Experts also want a one-year tax holiday offered to developers currently stressed out by the adverse effects of coronavirus.

“This is essential to ensure real estate players get some financial relief to sustain business and complete on-going projects.

The already subdued economic activities have impacted on the cash-flow of many real estate firms,” says Tim Kipchumba, a project manager at real estate firm Questworks.

Players in the sector further expect marginal reduction of taxes on construction materials like cement, steel and iron sheets to address the challenge of liquidity in the sector and stimulate construction activities.

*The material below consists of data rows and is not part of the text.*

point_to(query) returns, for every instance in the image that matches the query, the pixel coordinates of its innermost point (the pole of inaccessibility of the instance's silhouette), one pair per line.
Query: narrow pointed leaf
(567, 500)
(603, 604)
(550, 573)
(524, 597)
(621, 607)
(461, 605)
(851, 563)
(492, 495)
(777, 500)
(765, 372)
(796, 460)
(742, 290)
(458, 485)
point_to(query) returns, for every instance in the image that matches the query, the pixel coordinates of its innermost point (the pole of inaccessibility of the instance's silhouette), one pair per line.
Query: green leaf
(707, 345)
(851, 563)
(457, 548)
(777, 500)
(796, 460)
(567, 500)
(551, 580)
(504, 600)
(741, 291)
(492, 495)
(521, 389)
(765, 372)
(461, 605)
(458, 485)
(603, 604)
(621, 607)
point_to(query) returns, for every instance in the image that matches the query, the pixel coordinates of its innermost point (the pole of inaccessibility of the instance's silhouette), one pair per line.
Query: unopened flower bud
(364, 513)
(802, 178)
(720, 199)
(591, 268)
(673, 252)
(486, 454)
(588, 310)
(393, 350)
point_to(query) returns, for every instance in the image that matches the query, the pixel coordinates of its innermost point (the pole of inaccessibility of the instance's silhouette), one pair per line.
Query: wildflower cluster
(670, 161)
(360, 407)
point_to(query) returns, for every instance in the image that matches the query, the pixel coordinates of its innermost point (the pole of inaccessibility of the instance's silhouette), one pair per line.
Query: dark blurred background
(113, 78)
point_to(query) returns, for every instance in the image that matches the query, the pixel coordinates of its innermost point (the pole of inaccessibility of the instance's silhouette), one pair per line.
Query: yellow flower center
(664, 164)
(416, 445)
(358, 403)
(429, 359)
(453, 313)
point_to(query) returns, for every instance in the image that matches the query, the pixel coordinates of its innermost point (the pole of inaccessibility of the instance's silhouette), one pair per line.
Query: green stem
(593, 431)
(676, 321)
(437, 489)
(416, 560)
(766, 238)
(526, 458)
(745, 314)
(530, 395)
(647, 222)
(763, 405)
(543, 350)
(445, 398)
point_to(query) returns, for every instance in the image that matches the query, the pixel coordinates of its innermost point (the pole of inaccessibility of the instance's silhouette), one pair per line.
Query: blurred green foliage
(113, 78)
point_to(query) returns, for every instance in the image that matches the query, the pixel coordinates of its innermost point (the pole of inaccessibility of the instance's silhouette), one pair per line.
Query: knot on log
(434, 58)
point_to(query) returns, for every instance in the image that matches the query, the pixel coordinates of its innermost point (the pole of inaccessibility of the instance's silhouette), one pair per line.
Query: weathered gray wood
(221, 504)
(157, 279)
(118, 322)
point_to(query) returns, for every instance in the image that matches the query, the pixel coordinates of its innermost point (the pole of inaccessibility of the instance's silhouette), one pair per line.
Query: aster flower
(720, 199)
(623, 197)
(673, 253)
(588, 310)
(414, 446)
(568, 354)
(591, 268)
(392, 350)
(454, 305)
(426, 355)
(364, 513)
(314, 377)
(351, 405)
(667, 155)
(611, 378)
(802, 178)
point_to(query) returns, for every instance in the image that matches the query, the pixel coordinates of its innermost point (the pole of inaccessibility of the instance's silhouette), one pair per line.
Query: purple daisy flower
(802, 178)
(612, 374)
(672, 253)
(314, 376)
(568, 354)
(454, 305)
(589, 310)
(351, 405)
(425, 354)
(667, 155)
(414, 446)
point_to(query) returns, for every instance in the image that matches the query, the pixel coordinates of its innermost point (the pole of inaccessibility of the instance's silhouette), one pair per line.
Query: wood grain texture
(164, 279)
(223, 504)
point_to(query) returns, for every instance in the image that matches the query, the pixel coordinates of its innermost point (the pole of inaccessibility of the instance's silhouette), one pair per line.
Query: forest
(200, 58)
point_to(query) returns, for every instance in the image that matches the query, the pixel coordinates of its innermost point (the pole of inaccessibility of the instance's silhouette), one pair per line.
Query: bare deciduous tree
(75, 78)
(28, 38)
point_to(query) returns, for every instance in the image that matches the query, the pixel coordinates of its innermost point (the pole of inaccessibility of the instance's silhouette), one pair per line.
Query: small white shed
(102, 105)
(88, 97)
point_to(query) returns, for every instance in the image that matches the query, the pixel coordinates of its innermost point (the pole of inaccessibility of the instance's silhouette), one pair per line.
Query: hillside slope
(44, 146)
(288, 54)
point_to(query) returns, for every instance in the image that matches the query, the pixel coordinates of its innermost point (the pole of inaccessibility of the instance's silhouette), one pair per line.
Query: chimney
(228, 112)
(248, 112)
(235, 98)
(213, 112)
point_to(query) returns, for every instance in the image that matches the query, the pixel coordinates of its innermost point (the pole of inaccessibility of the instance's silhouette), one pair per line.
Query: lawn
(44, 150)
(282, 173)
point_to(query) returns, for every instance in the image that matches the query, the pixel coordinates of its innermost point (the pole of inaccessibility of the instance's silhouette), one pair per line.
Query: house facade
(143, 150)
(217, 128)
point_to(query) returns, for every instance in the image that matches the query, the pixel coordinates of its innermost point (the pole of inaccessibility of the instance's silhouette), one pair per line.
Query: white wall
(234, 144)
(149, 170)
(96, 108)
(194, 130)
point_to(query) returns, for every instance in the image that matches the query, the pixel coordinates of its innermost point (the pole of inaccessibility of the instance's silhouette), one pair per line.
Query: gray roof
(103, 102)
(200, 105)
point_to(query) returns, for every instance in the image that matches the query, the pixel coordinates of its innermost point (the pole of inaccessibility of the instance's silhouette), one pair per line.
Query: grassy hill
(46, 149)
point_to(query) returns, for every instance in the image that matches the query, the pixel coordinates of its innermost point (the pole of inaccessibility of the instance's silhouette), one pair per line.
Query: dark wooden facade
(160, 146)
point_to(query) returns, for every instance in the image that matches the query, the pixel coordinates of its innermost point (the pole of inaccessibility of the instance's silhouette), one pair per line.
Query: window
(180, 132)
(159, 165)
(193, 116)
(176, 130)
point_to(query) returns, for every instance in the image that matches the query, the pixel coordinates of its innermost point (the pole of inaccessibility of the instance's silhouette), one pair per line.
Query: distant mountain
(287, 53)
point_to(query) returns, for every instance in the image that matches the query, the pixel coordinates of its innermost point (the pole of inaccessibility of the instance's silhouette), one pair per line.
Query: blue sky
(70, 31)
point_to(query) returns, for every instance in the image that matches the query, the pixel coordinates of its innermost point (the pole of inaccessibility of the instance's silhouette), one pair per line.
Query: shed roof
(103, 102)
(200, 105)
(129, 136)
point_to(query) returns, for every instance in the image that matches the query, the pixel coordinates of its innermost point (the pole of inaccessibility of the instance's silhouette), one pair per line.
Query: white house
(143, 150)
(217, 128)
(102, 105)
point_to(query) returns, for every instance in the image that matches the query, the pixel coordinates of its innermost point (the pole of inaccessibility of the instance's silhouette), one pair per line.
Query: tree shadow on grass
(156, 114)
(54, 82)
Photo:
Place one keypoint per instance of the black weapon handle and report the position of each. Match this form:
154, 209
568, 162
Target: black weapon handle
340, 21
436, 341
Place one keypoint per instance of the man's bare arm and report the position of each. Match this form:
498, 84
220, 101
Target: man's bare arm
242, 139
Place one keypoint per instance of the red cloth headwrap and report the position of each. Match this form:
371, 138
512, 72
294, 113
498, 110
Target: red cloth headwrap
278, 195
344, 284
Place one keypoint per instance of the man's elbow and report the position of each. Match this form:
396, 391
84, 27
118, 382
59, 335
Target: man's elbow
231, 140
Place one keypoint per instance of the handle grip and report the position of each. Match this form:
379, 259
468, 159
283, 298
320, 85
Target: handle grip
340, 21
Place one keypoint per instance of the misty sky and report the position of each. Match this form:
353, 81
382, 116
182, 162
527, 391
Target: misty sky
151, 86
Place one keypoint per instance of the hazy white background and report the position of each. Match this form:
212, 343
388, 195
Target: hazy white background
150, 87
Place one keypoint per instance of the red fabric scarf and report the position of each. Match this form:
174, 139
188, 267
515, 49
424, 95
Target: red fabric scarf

This measure is expected to boost manufacturing output, supports infrastructure development and two other government’s Big Four agendas.

“With all these proposed interventions, we expect the sector to maintain its upward trend in terms of growth as we remain very hopeful that the government will take greater consideration to institute construction sector supportive measures,” said Mburu.

Indeed, uncertainties caused by the coronavirus pandemic was expected to cause widespread disruption to the rental market, according to a report by real estate consultancy firm HassConsult, which predicted the worst was still ahead.